Dopo l'ufficialità del suo approdo sulla panchina dell'Inter Primavera, Christian Chivu rilascia la sua prima intervista ufficiale a Inter Tv, raccontando le prime sensazioni per questa nuova esperienza in panchina.
Sull'approdo in Primavera: “Le emozioni sono le stesse del primo giorno, ho iniziato questo percorso da zero. Dovevo capire se era una cosa che mi piaceva e ho capito che mi far star bene. Voglio trasmettere il mio amore a questi ragazzi, sono partito dal basso dall'U14, poi ho avuto la fortuna di lavorare con U17 e U18 e ora proseguo il mio cammino con la Primavera. Sono motivato, sono contento di stare con i ragazzi che mi insegnano tanto. Ho anche avuto la fortuna di avere colleghi che mi hanno aiutato e trasmesso qualcosa: Bonacina, Annoni e Zanchetta ad esempio; ma anche e soprattutto Armando Madonna, autore di un grande lavoro in questi anni e che tutti noi vogliamo ringraziare”.
Sulla sua filosofia: “Io parto sempre da zero, ogni anno bisogna farlo. Voglio portare qualcosa di nuovo, l'obiettivo è questo. Faccio finta di non conoscere alcuni giocatori anche se ci ho lavorato in questi anni. Bisogna responsabilizzarli, non sono più ragazzini, sono maggiorenni e hanno degli obiettivi da raggiungere. Abbiamo sempre cercato di trasmettere la cultura del lavoro qui all'Inter. A me piace insegnare calcio perché vengo da realtà che mi hanno permesso di crescere anche da adulto, a partire dall'Ajax. Cerco sempre di trasmettere qualcosa, ogni giorno devi avere un obiettivo, altrimenti diventa tutto una routine, che ti butta giù dal punto di vista motivazionale. Poi qualcosa deve scattare dentro, penso che ci stiamo riuscendo con i nostri ragazzi.

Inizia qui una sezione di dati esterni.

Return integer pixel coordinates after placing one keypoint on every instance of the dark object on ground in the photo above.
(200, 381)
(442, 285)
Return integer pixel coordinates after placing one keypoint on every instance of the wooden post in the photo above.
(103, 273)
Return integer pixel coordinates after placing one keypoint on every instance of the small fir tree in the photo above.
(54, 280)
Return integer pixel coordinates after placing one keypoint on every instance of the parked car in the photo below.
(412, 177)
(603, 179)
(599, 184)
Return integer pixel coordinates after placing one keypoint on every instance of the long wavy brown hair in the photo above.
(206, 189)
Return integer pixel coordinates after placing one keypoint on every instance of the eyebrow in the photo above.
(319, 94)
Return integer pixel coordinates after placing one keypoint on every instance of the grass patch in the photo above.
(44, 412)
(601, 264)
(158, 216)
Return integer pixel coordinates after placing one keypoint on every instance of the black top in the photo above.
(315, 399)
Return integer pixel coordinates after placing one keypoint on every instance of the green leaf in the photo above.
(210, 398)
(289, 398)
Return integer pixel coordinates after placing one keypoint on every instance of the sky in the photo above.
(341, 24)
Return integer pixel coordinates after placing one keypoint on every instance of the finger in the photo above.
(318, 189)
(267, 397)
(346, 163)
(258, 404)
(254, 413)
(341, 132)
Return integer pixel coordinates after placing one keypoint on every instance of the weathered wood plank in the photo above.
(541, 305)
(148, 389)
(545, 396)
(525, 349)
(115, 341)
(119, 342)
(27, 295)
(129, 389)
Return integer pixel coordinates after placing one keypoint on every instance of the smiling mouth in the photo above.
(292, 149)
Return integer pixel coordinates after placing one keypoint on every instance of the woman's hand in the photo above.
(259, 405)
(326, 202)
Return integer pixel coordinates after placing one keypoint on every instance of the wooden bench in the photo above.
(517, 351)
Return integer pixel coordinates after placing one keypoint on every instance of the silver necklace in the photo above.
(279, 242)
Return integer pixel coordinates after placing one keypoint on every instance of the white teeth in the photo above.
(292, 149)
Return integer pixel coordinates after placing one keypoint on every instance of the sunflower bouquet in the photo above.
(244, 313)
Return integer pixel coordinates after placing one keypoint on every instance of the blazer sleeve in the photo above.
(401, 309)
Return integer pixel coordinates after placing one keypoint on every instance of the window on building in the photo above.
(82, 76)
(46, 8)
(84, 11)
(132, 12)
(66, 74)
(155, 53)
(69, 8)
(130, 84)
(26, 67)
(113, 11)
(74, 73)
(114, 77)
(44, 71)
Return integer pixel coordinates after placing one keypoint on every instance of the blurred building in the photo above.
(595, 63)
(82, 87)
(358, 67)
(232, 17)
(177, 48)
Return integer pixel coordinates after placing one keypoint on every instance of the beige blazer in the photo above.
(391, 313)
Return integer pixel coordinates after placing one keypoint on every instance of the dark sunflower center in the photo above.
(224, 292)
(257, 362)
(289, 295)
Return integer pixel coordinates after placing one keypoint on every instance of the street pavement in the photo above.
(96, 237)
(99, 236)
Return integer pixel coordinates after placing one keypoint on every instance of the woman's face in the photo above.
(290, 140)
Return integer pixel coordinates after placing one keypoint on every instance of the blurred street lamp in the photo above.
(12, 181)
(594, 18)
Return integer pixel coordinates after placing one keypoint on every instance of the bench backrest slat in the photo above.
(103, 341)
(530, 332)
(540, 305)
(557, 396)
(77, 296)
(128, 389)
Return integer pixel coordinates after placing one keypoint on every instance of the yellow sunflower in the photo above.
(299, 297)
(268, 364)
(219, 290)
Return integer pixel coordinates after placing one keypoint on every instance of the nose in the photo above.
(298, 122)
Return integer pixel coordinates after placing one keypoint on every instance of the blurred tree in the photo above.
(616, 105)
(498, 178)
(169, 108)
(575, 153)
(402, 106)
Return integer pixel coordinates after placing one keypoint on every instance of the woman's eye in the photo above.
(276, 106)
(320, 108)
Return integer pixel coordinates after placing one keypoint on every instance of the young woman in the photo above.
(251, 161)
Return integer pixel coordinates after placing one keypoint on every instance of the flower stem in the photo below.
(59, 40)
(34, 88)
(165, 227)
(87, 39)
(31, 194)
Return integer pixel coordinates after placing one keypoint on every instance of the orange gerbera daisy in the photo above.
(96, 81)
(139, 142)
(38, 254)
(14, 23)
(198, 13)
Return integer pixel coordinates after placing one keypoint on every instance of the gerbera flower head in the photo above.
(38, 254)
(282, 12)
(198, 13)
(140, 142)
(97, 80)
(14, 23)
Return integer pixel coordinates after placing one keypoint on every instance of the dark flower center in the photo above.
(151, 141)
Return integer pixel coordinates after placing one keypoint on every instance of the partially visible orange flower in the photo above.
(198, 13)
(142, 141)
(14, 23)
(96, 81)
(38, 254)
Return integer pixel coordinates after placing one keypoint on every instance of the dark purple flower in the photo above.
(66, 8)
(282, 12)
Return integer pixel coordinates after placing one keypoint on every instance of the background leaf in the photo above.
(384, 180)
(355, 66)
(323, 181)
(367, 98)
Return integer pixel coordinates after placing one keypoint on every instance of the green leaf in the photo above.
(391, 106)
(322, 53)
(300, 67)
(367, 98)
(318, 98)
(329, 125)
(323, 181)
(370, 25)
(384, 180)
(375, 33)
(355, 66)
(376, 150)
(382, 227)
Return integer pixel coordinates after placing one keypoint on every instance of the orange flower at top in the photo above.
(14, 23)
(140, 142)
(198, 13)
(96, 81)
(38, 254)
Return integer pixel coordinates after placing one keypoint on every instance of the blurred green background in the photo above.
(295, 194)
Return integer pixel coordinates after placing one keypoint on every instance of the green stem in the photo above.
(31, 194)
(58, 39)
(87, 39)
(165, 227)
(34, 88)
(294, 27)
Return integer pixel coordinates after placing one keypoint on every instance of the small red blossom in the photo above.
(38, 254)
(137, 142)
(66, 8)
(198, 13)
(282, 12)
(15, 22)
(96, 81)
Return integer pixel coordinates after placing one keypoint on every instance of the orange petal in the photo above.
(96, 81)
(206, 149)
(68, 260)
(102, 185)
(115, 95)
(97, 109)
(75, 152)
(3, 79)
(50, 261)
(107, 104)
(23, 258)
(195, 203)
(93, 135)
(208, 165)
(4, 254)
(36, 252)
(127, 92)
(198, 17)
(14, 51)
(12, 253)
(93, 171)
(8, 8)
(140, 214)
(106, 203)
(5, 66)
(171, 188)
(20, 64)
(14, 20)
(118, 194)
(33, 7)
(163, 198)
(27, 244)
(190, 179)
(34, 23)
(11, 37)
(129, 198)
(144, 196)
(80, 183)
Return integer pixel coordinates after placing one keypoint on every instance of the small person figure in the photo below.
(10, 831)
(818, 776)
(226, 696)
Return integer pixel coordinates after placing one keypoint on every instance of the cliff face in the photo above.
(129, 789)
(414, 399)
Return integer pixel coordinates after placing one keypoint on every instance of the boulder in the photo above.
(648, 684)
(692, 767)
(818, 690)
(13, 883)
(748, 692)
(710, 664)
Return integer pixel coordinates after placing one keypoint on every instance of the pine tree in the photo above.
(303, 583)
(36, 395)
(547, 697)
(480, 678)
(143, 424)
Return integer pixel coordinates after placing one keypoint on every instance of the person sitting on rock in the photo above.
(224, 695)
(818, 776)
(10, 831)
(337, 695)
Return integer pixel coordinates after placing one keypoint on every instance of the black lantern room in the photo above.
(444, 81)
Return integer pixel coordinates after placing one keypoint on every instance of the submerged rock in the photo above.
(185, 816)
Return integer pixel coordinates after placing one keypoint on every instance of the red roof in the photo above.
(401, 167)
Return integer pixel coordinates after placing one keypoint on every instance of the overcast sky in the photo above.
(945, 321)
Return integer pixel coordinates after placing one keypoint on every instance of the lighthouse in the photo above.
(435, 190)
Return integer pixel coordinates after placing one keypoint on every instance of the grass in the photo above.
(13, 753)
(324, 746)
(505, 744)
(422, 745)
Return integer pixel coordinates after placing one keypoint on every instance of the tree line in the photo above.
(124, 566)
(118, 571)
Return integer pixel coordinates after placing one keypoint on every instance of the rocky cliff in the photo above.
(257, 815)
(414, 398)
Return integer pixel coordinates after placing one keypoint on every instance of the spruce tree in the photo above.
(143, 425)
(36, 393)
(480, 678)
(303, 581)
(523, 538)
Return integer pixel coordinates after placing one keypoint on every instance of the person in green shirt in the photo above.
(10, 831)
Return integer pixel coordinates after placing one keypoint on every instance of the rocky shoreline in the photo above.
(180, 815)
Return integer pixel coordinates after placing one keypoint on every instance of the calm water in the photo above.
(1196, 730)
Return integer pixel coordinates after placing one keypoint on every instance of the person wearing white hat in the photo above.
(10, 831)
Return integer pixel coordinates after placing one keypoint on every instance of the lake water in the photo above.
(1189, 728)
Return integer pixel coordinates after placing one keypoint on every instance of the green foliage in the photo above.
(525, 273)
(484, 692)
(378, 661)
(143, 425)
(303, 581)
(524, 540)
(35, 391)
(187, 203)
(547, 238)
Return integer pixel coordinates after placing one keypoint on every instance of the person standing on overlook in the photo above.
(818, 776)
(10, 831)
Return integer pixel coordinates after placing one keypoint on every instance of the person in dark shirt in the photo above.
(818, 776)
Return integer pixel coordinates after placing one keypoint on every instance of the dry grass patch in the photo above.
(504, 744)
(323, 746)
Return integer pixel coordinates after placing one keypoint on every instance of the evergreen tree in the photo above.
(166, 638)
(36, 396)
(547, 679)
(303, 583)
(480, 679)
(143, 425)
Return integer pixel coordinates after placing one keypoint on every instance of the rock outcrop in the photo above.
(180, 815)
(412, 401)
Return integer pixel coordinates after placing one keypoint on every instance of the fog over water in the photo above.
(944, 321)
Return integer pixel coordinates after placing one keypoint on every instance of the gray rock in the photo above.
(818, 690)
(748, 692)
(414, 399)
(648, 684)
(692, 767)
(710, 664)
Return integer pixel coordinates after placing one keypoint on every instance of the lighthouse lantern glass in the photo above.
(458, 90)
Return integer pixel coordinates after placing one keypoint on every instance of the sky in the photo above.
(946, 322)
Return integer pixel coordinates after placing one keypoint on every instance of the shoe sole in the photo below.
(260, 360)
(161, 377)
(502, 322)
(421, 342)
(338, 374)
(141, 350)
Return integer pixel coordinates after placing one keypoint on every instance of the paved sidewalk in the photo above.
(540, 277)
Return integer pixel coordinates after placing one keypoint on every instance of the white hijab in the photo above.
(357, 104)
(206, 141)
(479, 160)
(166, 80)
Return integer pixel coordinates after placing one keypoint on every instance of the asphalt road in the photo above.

La crescita è graduale, un 14enne non può comportarsi come un 18enne. C'è chi apprende prima e chi dopo, ma mi stupiscono tutti i giorni. L'aspetto mentale fa la differenza, dal lavoro quotidiano alla partita, deve essere sempre curato ai massimi livelli”.
Sull'influenza della scuola Ajax: “Fare il calciatore e fare l'allenatore sono due mestieri diversi. Io vedo il calcio nella mia maniera, a me piace giocare, voglio che i miei ragazzi siano concentrati in campo. Poi per me il calcio è divertimento, se non lo tratti così non è più sport, ma un lavoro che ti pesa. Bisogna sempre saper mischiare le cose, con responsabilità. Questo è il problema, far capire ai ragazzi che tramite la cultura del lavoro ti puoi anche divertire. Non conta solo il campo, ma tutto quello che ti accade attorno. Ho avuto la fortuna di andare in Olanda a 18 anni, ma avevo già fatto due anni in Serie A romena. Giocavo già ad alti livelli, è stato più facile per me, ma ogni volta devi sempre fissarti nuovi obiettivi. A 21 anni ero capitano, per me è stato un orgoglio, così come lo è stata tutta la mia carriera”.
Sui suoi maestri in panchina: “Ho cercato sempre di imparare qualcosa da tutti, non sono mai stato un fenomeno, ho avuto sempre problemi ovunque ho giocato. La mia carriera l'ho costruita con la testa, adattando il mio gioco a quello che riuscivo a fare. Non sono nemmeno stato fortunato con tutto quello che mi è successo. Così ho appreso qualcosa da ogni allenatore che ho avuto. C'è chi gestisce di più, chi lavora di più in campo. Ho imparato da tutti, ma soprattutto dal mio papà, che ha allenato a livelli bassi. Lo vedevo tornare a casa e preparare gli schemi, lì ho visto la passione”.